Als korrupter Minister entlarvt und frisch geschieden beschließt Carsten Lusch, sein letztes Stündchen schlagen zu lassen. Während im Amt als Minister für Energiewirtschaft Etablissements verbotene Zone waren, will er sich nun, die Waffe griffbereit und kurz vor dem Abgang, gönnen, was früher unmöglich war. Als es klingelt, steht Sonja in der Tür, eine ansehnliche Frau, aber die falsche, denn diese will ihm nun partout Sicherheitsverschlüsse für seinen Gasherd verkaufen. Selbst nachdem Carsten ihr zu einem horrenden Preis sämtliche Exemplare abgekauft hat, will sie noch immer nicht verschwinden, stattdessen liest sie aus seiner Hand seinen frühen Tod und trifft damit ins Schwarze.
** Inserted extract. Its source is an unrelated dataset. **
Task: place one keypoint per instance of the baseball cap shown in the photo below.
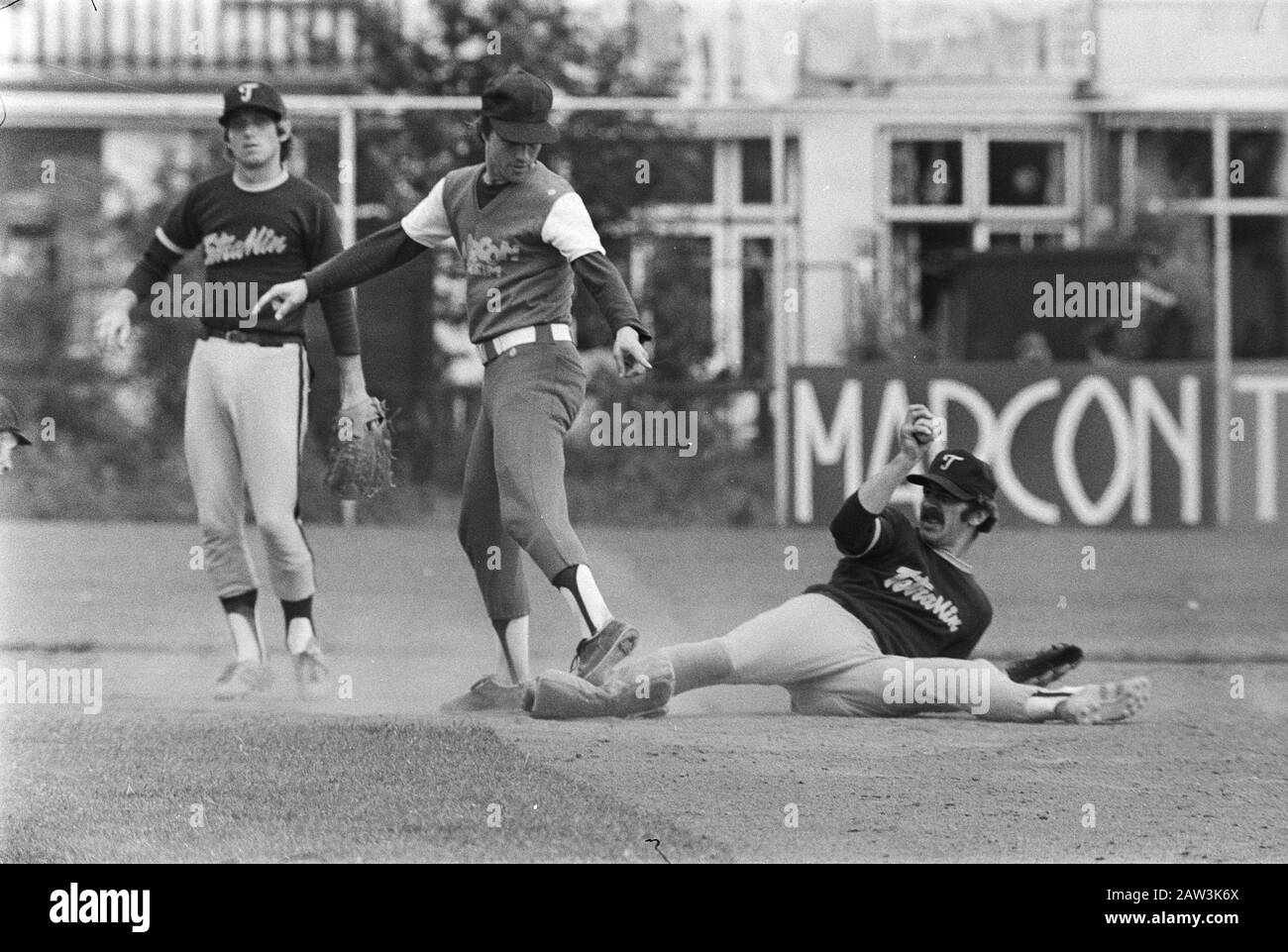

Das Elend ihres eigenen Lebens, das Sonja Carsten sodann unterbreitet, weckt Carstens Zuneigung und auch Sonja fühlt sich, wie es scheint, zu dem Herrn in seinem düsteren Energiesparhaus mit den kleinen Fenstern hingezogen. Als die georderte Yolanda auftaucht und mit der Waffe droht, als Carsten sie unverrichteter Dinge wieder wegschicken will, stellt sich Sonja todesmutig und zugleich lebensmüde dazwischen.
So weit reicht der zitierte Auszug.